Il virologo Fabrizio Pregliasco, anche lui membro del Cts lombardo, dice che stanno immaginando lo scenario di un lockdown per Milano. L’Ats milanese proporrà di dividere e distinguere le attività in base al loro livello di essenzialità e rischio. Tra le proposte sul tavolo ci sono una maggiore differenziazione degli orari d’ingresso e uscita da scuola e dal lavoro, la chiusura anticipata di bar e ristoranti e un ritorno massiccio al lavoro da casa. Cosa che per non impattare troppo sull’economia cittadina il sindaco Sala aveva invece chiesto di limitare lanciando un appello per tornare a lavorare in città. Ai dipendenti comunali milanesi che avevano sperimentato lo smart working, circa 8 mila, ora sono concessi solo 6 giorni al mese di telelavoro. Una scelta che probabilmente il sindaco Sala dovrà rivedere. A chiedere di ampliare i giorni di smart working è l’assessore al lavoro del comune di Milano Cristina Tajani: «Abbiamo ripreso il confronto coi sindacati per ampliare le giornate di lavoro agile, il confronto è su quantità e tempi, salvaguardando la funzionalità degli uffici».

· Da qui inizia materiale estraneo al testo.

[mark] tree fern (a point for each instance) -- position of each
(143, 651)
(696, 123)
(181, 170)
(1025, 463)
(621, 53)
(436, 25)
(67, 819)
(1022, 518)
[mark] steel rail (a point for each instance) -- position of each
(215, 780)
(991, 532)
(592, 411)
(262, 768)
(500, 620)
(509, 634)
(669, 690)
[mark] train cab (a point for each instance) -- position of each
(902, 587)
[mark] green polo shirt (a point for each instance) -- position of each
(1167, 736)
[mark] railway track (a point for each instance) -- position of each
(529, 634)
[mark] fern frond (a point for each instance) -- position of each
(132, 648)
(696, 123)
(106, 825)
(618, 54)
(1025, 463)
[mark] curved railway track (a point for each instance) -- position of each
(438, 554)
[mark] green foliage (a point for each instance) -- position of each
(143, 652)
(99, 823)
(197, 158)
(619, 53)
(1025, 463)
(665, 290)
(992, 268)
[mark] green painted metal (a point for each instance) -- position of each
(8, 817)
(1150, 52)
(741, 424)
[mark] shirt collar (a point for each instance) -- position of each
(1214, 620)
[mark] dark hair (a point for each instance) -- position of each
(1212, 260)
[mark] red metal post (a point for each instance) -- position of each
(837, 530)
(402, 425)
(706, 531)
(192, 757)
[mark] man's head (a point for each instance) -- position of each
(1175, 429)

Massimo Galli dell’ospedale Sacco, suggerisce anche un’altra chiave di lettura per capire perché a Milano la situazione si sta aggravando: «Nei mesi scorsi molti milanesi hanno viaggiato, alcuni si sono infettati e il virus ora sta circolando nel capoluogo». I numeri dei nuovi positivi a Milano città confermano l’aumento: 236 l’altro ieri, 504 ieri. Il contesto dentro cui si muove Milano è quello di una regione, la Lombardia, dove troppo poco è stato fatto per potenziare i trasporti e la medicina territoriale. Si rischia una nuova ospedalizzazione della malattia. «A preoccuparci è l’andamento dei ricoveri» ha detto a Sky Tg24 Emanuele Catena, direttore della terapia intensiva dell’Ospedale Sacco. «Se immaginiamo di proiettare questo trend nei prossimi giorni e nelle prossime settimane potremmo trovarci dalle attuali poche decine di pazienti ricoverati alle centinaia. Questa situazione potrebbe potenzialmente diventare molto esplosiva e allarmante».

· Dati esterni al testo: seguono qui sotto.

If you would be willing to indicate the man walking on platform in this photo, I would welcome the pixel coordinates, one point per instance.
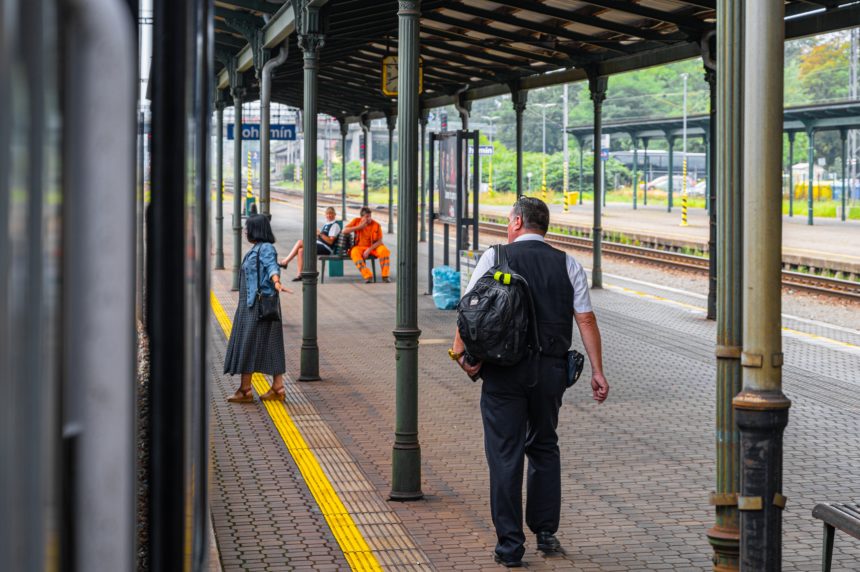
(520, 416)
(368, 242)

Ieri in Lombardia i ricoverati non in terapia intensiva sono aumentati di 99 unità. I morti sono stati 17. I nuovi positivi sono quasi raddoppiati con 12 mila tamponi in più: + 1.844, erano poco più di mille il giorno precedente. «Il 92% dei positivi manifesta pochi sintomi o addirittura nessuno» prova a rassicurare il direttore generale Welfare Marco Trivelli. La Regione però sta pensando di riaprire l’ospedale in Fiera secondo quanto detto dal coordinatore dell’Unità di crisi della Regione per le terapie intensive Antonio Pesenti: «In Lombardia sono 150 i posti letto in terapia intensiva previsti nei vari hub Covid, se si dovessero riempire tutti il progetto della Regione è di riaprire l’ospedale della Fiera di Milano».